On Tue, Jan 2, 2024 at 2:45 PM Maciej Żenczykowski
<zenczykowski@xxxxxxxxx> wrote:
>
> On Tue, Jan 2, 2024 at 1:46 PM Andrii Nakryiko
> <andrii.nakryiko@xxxxxxxxx> wrote:
> >
> > On Fri, Dec 29, 2023 at 5:31 PM Maciej Żenczykowski
> > <zenczykowski@xxxxxxxxx> wrote:
> > >
> > > I have a relatively complex program that fails to load on 6.5.6 with a
> > >
> > > if (data + 98 != data_end) return TC_ACT_SHOT;
> > >
> >
> > How realistic is such code in practice? Is there a situation in which
> > it's critical to ensure that the packet has exactly X bytes in [data,
> > data_end) range? Even in that case we can have data in frags, though,
> > right? So I'm just wondering if we are discussing some rather
> > theoretical situation?
>
> So, as I mentioned I hit this while debugging some other complex code,
> so the example 98 isn't a particularly good value
> (when I actually hit this I think I was trying to match some ping packets).
>
> However, elsewhere in the same program I need to match and reply to
> IPv6 NS packets
> (for an IPv6 address the kernel doesn't own, to workaround a pair of
> kernel bugs / missing features in ipv6 neigh proxy).
>
> In practice the NS I receive and need to handle are always:
> 14 ethernet + 40 ipv6 + 8 icmp6 + 16 target + 8 byte link address
> option = 86 bytes long
> (and if they're not, then my current code can't parse them anyway)

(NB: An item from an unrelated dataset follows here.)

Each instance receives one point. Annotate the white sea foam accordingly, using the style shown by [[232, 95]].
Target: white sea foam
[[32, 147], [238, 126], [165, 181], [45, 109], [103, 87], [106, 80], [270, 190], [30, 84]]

> so it's natural to do something like:
>
> handle_ns_with_laddr(struct __sk_buff *skb) {
> if (skb->data + 86 != skb->data_end) return;
> struct ethernet_ipv6_ns *pkt = data;
> if (pkt->ether.h_proto != htons(ETH_P_IPV6)) return;
> if (pkt->ip6.nexthdr != IPPROTO_ICMPV6) return;
> ...etc...
> }
>
> Yeah, there's lots of caveats in the above (lack of pull, etc), but it
> is enough to handle the case I need handled...
Yeah, that's what I was getting at, just using data_end as a marker
for packet length seems incorrect. But I do see the point that it's
just an unnecessary complication for users to work around.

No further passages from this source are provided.